When Will You Marry?
When will you marry?
I think this is a question any girl above the age of 20 has heard before and is continuing to hear. Not how are you? Not are you okay? Not can I refer you for a position? Not even Can I send you some money? Just never ending questions about when you will marry. Like it’s a deadline. Like I’m late.
I came back from university and that was literally the first thing people asked me. I hadn’t even settled properly. I was still tired, still confused, still trying to figure out what I wanted to do next. And the funny thing is, nobody thought it was important to sit me down and help me come up with a plan. Nobody asked what I was interested in. Nobody asked what kind of future I wanted. Nope i wasn’t privileged enough to have that.
Because for a lot of girls who come from Northern Nigerian homes, university isn’t preparation. It’s decoration. It’s not “go and build a life.” It’s “go and be educated so we can say we sent you to school and you’re educated.” Box checked. And since marriage is the real expectation anyway, nobody bothers helping you hone skills, build confidence, or even imagine a career.
So you graduate lost. Unsure. Blank. With very little support for the career you aren’t even aware of yet. And then you’re blamed for it.
You’re blamed for not knowing what you want to do, even though nobody ever helped you figure it out. You are blamed for being lazy. For being angry because nobody understands or even cares that you are angry because you feel like a failure. You’re blamed for being confused in a system that never planned for you to have direction in the first place. No job and worst of all? No husband.
When are you marrying? Where is your husband? Tell of one your boyfriends to get serious and make things official.
But I also know it’s not like this for every girl. I know girls who come from families that actually sit them down and talk to them. Families that ask, what do you want to be? Families that help them build a plan. Career first, marriage if it comes. And even if it doesn’t, they know they’ll be fine. They’re supported. They’re prepared. They won’t force you into a shell. They won’t try to “tame” your need for wanting more for yourself.
I won’t lie, I get jealous of girls like that. Deeply. Because I wish I had that kind of backing or even half of it. And yes, my friends support me, and I’m grateful for them. But people really underestimate how important family support is. When you don’t have it, something collapses. Your confidence. Your sense of direction. Your belief that you’re allowed to want more. And it takes SO MUCH to build that confidence back up.

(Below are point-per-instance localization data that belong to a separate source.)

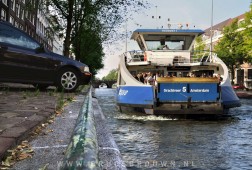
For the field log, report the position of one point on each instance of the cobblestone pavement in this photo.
(22, 108)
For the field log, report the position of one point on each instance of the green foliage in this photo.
(198, 51)
(112, 75)
(230, 47)
(247, 35)
(89, 23)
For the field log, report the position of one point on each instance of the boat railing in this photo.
(203, 56)
(134, 56)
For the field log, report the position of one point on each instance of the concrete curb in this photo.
(82, 151)
(109, 154)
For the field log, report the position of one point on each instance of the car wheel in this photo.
(41, 86)
(68, 80)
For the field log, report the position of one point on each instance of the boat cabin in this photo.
(165, 47)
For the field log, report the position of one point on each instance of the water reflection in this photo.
(149, 142)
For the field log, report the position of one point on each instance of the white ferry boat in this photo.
(165, 77)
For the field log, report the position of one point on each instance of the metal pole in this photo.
(156, 16)
(126, 46)
(211, 32)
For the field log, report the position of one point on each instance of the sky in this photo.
(193, 12)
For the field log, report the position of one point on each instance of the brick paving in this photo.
(22, 108)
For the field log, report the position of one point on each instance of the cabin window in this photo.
(173, 42)
(249, 73)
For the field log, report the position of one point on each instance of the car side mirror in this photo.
(40, 49)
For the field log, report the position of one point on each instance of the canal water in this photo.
(158, 142)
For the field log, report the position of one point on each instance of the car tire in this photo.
(68, 80)
(41, 87)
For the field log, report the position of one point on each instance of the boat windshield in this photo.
(168, 45)
(168, 42)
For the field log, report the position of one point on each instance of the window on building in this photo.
(5, 2)
(16, 24)
(249, 73)
(13, 36)
(3, 15)
(17, 10)
(22, 13)
(12, 20)
(240, 22)
(12, 5)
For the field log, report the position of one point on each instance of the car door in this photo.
(20, 60)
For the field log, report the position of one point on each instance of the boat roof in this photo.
(167, 32)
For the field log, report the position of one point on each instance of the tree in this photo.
(229, 48)
(112, 75)
(247, 35)
(88, 24)
(200, 47)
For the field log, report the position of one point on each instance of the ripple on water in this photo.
(156, 142)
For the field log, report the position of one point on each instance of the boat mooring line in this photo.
(46, 147)
(109, 148)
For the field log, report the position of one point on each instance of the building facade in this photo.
(27, 16)
(243, 75)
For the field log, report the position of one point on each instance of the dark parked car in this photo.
(24, 60)
(239, 87)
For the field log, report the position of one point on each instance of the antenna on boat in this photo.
(157, 17)
(211, 33)
(126, 41)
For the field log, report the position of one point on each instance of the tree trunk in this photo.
(232, 74)
(67, 41)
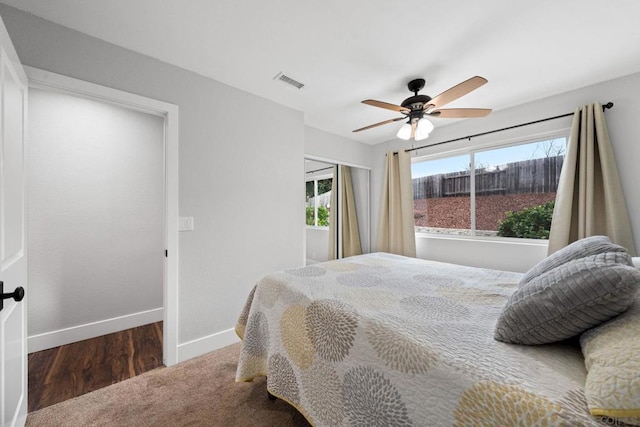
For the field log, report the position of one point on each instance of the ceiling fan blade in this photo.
(459, 113)
(457, 91)
(386, 105)
(380, 124)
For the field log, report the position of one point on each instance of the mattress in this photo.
(381, 339)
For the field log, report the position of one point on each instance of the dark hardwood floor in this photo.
(71, 370)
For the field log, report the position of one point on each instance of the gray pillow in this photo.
(569, 299)
(579, 249)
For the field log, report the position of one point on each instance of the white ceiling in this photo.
(345, 51)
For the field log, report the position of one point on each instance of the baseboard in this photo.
(90, 330)
(206, 344)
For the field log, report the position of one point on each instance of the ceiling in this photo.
(345, 51)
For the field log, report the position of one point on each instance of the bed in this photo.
(385, 340)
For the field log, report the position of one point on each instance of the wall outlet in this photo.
(185, 223)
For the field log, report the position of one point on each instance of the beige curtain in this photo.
(333, 216)
(347, 206)
(396, 233)
(350, 233)
(589, 200)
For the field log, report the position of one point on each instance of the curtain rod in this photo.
(604, 107)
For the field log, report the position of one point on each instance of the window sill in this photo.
(420, 234)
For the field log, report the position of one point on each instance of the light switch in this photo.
(185, 223)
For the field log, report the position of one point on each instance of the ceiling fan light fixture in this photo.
(405, 131)
(423, 129)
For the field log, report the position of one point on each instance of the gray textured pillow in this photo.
(569, 299)
(579, 249)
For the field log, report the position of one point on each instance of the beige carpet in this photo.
(199, 392)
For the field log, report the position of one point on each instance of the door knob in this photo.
(17, 294)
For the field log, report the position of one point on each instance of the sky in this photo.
(490, 158)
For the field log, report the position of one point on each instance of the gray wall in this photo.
(223, 159)
(624, 130)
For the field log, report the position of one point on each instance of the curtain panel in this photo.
(343, 201)
(590, 200)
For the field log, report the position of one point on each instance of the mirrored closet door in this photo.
(337, 210)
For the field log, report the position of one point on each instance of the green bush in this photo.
(323, 216)
(529, 223)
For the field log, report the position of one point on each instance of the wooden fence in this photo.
(528, 176)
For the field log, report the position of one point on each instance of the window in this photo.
(318, 202)
(507, 191)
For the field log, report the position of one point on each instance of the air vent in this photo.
(288, 80)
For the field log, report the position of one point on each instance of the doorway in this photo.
(95, 227)
(44, 80)
(128, 276)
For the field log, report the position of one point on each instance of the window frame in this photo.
(315, 180)
(471, 151)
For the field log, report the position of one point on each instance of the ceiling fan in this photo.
(417, 107)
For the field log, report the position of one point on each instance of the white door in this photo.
(13, 251)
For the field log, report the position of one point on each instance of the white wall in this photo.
(229, 169)
(95, 215)
(336, 148)
(624, 130)
(317, 241)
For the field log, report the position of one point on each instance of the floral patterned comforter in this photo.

I went to law school. Finished law school. Came back again. Same thing. No questions about my goals. No curiosity about my future. Nothing about if i even want to pursue further education or anything. Just marriage. MARRIAGE MARRIAGE MARRIAGE. The end goal is marriage. As if everything else I’ve done is irrelevant until a man enters the picture and just THEN am i allowed to live my life how i dream.
And of course, all of this is wrapped in religion. Shocking. I know.
Marriage in Islam is a Sunnah. It’s strongly encouraged. It’s valued. But it is not fard(compulsory). Yes i know it’s so shocking to believe it’s actually true and i am not saying anything religiously blasphemous. It is not a measure of faith. It may add to it, yes, but it is not the thing that measures your faith or closeness to Allah SWT. If you have valid reasons for not wanting to jump into it, you are very much allowed to take your time. But culture has decided otherwise and then borrowed religious language to make it sound holy. God forbid you say you’re not in a rush. God forbid you say you’re unsure. Suddenly you’re westernised, possessed, misguided. You are thinking too much like a western woman! That is of course, HARAM! As if thinking critically about your life is a spiritual crime. Well, maybe as a woman, it is.
Now, i feel the need to say this all the time. I don’t hate marriage. That’s not the point.
What I hate is being raised and made to feel like marriage is my only option and the only way to my “freedom” and then being shamed for not having a perfectly mapped-out life. I hate that girls are denied guidance, denied imagination, denied support, and then punished for being “lost.” I hate that culture creates the confusion and then blames women for it.
So when people ask me, when will you marry? my answer is actually simple: when I’m comfortable and when I’m ready. And being comfortable and ready to me doesn’t start with a husband. It starts with me. It starts with me figuring out what I want to do with my life, actually doing it, and gaining some kind of momentum from it. It starts with having direction, confidence, and a sense of self that isn’t borrowed from anyone else. Building myself and my career. Maybe then, I’ll consider marriage. Not because I was rushed, pressured, or scared, but because I chose it.



It’s exhausting how our entire lives are treated like they should revolve around marriage, as if nothing else matters until that happens.
What’s even inside that marriage that they won’t let us rest😭
Your point on culture being presented as religion is very accurate.
It is then used alongside emotional manipulation to force young ladies into marriage.